##Image Segmentation - Project Goal
The goal of segmentation is to simplify and/or change the representation of an image into something that is more meaningful and easier to analyze.
Segmentation is generally the first stage in any attempt to analyze or interpret an image automatically. Segmentation bridges the gap between low-level image processing and high-level image processing.
This has application in various areas: Industrial inspection Optical character recognition (OCR) Tracking of objects in a sequence of images Classification of terrains visible in satellite images. Detection and measurement of bone, tissue, etc., in medical images.

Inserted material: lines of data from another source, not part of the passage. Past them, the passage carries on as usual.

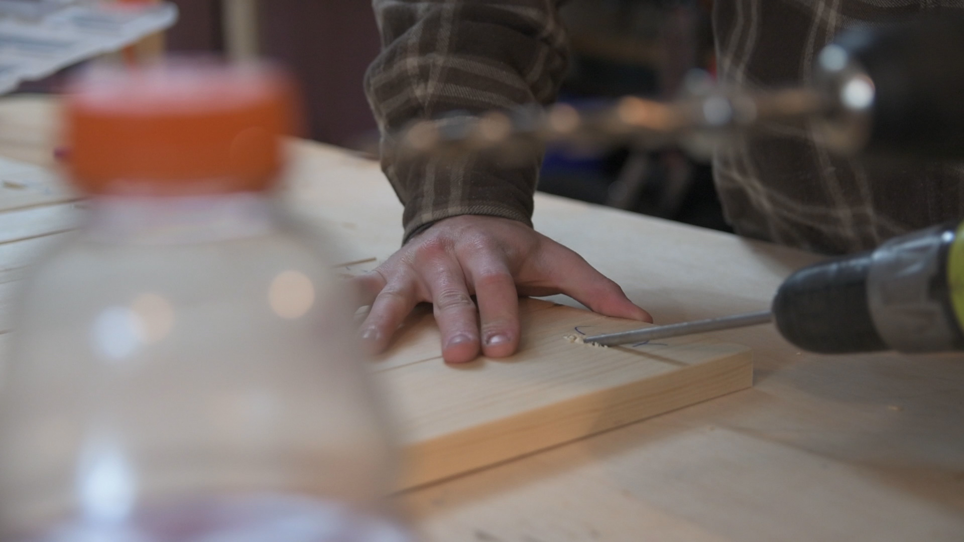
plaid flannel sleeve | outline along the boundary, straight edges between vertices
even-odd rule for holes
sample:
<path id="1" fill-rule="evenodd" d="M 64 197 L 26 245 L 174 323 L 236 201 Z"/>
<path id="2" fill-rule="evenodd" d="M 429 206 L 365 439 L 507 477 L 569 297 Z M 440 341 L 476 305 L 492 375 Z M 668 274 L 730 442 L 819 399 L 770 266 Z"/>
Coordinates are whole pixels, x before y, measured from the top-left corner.
<path id="1" fill-rule="evenodd" d="M 566 71 L 556 0 L 374 0 L 383 51 L 365 93 L 386 134 L 415 119 L 477 114 L 555 97 Z M 382 166 L 405 204 L 405 240 L 443 218 L 481 214 L 531 225 L 541 156 L 504 167 L 394 154 Z"/>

##Dataset I downloaded the data available in the following link for machine learning purpose: Image Segmentation
##My approach in classifying this data:
- Data Cleaning The dataset does not have null values. Most of the field values are pre-processed and hence does not seem to need an extensive data cleaning. The classification field does not have a field name, the field names has "." character. I need to do correct them.
- Pre-processing: Use the R functions like: summary, cor, plot, lm, preprocessing commands in "caret" package to preprocess and understand the relationship between different columns and the Class variable.
- Create a model that will classify the data accurately into seven classes.
- Test the model on the test data. I tried with SVM (Support Vector Machine) algorithm, GLM, Tree and RandomForest models with cross validation technique for this classification problem.